Founding Fathers more socialist than you might think

The founding fathers were well aware of the problems with great disparities in income and took steps to make life more equal for all.

"In a letter to James Madison in 1785, for instance, Thomas Jefferson suggested that taxes could be used to reduce “the enormous inequality” between rich and poor. He wrote that one way of “silently lessening the inequality of property is to exempt all from taxation below a certain point, and to tax the higher portions of property in geometrical progression as they rise.” "

“The rich alone use imported articles, and on these alone the whole taxes of the general government are levied,” Jefferson wrote in 1811. “The poor man, who uses nothing but what is made in his own farm or family, will pay nothing. (With) our revenues applied to canals, roads, schools, etc., the farmer will see his government supported, his children educated and the face of his country made a paradise by the contributions of the rich alone, without his being called on to spend a cent from his earnings.”

from Here.

Saturday, April 23, 2011

Why Wealth Flows Up

I've been trying to figure out why the wealthy get wealthier unless there's some strong societal pressure to keep things even kind of equal. Turns out I'm not the only one. Here's a study, complete with calculus, explaining all about it.

http://www.growthcommission.org/storage/cgdev/documents/EquityandGrowth/Bowles.pdf

Basically, the answer is inheritance. And capital. If you have inherited money, then you can use that money to make more money--you have a head start. Inheriting social position is at least as useful, in that you have a built-in set of people to help you along.
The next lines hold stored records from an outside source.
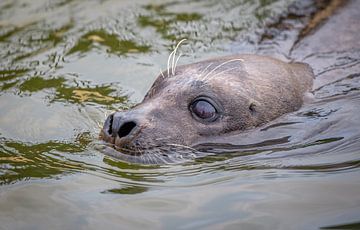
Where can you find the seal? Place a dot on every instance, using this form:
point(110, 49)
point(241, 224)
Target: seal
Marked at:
point(189, 103)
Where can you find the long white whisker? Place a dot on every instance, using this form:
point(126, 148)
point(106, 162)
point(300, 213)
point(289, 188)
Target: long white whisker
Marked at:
point(169, 58)
point(162, 73)
point(173, 58)
point(177, 62)
point(217, 67)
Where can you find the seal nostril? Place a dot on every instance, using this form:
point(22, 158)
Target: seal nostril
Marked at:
point(111, 119)
point(126, 128)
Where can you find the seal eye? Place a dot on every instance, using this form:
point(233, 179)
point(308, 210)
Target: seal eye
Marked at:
point(203, 110)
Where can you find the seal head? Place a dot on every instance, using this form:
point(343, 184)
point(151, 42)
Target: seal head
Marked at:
point(209, 98)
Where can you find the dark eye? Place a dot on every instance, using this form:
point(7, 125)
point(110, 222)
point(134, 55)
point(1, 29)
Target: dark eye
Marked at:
point(204, 110)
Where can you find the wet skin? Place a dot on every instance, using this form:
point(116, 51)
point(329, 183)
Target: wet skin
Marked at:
point(205, 99)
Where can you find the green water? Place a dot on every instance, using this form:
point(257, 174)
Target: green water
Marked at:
point(65, 65)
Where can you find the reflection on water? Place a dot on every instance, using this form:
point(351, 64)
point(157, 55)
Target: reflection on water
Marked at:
point(64, 65)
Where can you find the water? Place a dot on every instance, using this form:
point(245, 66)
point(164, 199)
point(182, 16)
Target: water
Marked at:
point(65, 65)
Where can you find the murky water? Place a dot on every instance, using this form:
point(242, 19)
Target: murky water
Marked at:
point(64, 65)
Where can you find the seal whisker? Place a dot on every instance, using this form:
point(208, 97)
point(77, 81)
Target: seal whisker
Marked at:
point(177, 62)
point(222, 64)
point(173, 57)
point(162, 74)
point(169, 58)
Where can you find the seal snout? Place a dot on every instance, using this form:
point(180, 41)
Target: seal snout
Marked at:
point(117, 126)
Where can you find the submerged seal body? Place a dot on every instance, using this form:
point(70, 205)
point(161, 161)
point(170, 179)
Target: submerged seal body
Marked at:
point(208, 98)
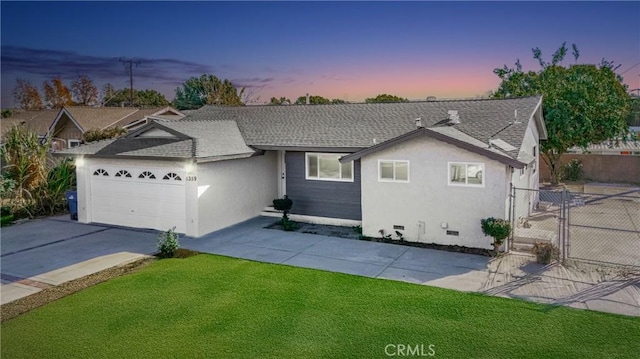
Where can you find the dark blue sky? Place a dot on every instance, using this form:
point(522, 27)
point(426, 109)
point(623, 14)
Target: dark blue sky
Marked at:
point(337, 50)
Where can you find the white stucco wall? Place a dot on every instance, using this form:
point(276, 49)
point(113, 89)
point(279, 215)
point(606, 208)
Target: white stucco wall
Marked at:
point(525, 201)
point(232, 191)
point(427, 200)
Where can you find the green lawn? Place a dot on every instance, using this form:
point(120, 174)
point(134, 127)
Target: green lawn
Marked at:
point(218, 307)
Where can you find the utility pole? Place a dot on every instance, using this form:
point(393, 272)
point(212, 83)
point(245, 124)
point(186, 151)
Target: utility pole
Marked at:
point(130, 62)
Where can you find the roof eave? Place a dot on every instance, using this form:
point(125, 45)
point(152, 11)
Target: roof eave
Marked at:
point(440, 137)
point(308, 148)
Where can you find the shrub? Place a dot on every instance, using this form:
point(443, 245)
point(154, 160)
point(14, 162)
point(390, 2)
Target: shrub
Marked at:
point(6, 220)
point(168, 243)
point(572, 171)
point(284, 204)
point(545, 252)
point(499, 229)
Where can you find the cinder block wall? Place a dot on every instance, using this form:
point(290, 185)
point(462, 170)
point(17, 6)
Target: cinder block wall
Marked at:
point(601, 168)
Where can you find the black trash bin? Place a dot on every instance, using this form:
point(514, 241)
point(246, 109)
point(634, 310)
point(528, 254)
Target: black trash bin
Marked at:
point(72, 204)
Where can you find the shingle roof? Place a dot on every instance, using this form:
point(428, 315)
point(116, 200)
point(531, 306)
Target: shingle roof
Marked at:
point(359, 125)
point(103, 117)
point(213, 138)
point(99, 117)
point(216, 132)
point(208, 140)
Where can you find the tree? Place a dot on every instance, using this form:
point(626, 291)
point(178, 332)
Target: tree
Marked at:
point(207, 90)
point(313, 100)
point(56, 94)
point(141, 98)
point(84, 91)
point(634, 114)
point(280, 101)
point(150, 98)
point(27, 95)
point(108, 92)
point(385, 98)
point(582, 104)
point(24, 159)
point(7, 113)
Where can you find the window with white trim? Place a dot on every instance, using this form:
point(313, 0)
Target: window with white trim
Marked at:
point(147, 175)
point(327, 167)
point(393, 171)
point(466, 174)
point(123, 173)
point(171, 177)
point(73, 143)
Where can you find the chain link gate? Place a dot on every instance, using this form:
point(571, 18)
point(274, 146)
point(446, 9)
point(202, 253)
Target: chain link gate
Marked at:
point(601, 228)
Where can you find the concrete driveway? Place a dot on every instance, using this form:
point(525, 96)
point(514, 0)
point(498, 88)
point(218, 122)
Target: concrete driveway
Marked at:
point(41, 253)
point(578, 285)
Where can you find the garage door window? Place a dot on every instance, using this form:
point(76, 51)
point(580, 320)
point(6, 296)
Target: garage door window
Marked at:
point(171, 177)
point(123, 173)
point(147, 175)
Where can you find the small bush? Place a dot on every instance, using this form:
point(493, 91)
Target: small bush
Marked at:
point(499, 229)
point(168, 243)
point(545, 252)
point(572, 171)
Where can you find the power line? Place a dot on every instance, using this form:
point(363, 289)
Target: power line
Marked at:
point(131, 63)
point(630, 68)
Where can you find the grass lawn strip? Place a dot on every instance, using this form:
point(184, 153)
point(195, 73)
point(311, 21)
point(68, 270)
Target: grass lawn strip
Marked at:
point(213, 306)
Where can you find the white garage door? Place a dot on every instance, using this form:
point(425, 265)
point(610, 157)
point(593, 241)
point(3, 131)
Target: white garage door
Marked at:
point(142, 198)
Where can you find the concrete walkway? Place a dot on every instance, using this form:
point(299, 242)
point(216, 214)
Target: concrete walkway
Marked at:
point(516, 276)
point(42, 253)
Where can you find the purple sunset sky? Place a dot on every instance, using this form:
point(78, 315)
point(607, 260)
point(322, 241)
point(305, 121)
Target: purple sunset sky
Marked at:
point(348, 50)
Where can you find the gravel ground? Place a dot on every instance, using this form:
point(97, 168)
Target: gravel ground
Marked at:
point(23, 305)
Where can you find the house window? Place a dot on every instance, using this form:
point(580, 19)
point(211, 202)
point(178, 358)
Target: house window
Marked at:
point(466, 174)
point(73, 143)
point(123, 173)
point(393, 171)
point(171, 177)
point(327, 167)
point(147, 175)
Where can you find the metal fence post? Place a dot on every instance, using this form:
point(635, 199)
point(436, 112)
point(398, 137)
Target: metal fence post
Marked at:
point(512, 191)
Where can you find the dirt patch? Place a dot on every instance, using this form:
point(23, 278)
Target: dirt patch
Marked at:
point(352, 233)
point(28, 303)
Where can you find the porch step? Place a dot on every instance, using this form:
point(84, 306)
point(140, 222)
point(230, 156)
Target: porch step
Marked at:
point(269, 211)
point(532, 235)
point(521, 248)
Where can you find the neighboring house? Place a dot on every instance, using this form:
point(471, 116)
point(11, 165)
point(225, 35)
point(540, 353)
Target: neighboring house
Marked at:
point(430, 170)
point(71, 122)
point(36, 121)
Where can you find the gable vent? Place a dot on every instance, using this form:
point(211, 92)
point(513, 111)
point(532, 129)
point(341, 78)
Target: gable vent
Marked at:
point(454, 118)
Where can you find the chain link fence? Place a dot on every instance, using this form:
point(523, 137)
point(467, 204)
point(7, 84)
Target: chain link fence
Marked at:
point(604, 227)
point(594, 227)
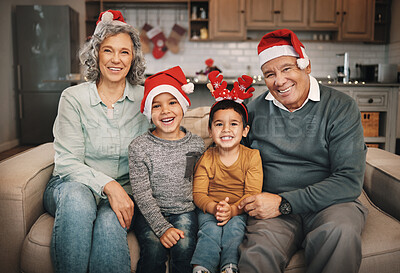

Here's an article discussing wealth inheritance specifically in the US. http://www.economicmobility.org/assets/pdfs/EMP_LitReview_Wealth.pdf It comes to the conclusion that between 45% and 80% of all US wealth is inherited. Nice, if you choose your parents carefully enough.

And, another paper: http://www.nber.org/~denardim/research/denardi.pdf

Friday, April 22, 2011

Have I mentioned lately how good it is to be rich?

The real beneficiaries of the explosion in income for top earners since the 1970s has been not the top 1 per cent but the top 0.1 per cent of the general population. Since 1974, the share of national income of the top 0.1 per cent of Americans has grown from 2.7 to 12.3 per cent of the total, a truly mind-boggling level of redistribution from the have-nots to the haves.
From The London Review of Books.

Thursday, April 21, 2011

If our sons die to protect their interests they should have to pay more taxes.

That's what it is, after all.  The whole weight of the American military is used to protect the interests of the wealthy amongst us, and to enhance (through privatization) those interests.  Gah.  Tax the wealthy some reasonable amount. And reinstate the estate tax to some reasonable level. 

Badly done drawing of how much fun it is to be Halliburton feedback loop:

If people die for you, actually die for you and your interests, don't you owe them something?

Friday, April 15, 2011

Bach my way


It's a new world; I follow where his fugues go. It's a rather windy road. Along one of those turns, I ran across "Sacred Masterpieces/Cantatas," a 22 CD set of Bach's church music; including the magisterial Mass in B minor and the equally adjective-worthy St. Matthew's Passion. Along with a harpsichord-full of motets, odes, cantatas and the occasional piece Bach would dash off at lunch. 53 bucks. Everyone run out right now. I don't have the money, but I could not resist. Imagine zombie djinn muttering "Bach" when all the other zombies are saying "brains" and looking at me funny.

Willard Milton Romney

Is running for president. I think there should be a truth in names act, to go along with the new Arizona birther bill. But wait! Romney hasn't released his birth certificate yet, so maybe he can't run in Arizona. Where was he born? Detroit? Really? But his dad was born in Mexico. Milton is clearly as much an illegal alien as Obama. I sense a controversy. Sorry, Willard.

Choice is bad.

Not that kind of choice; that's wonderful, magical, and life-saving. Bad choice is me with Blogger templates. So many choices; so many of them terrible.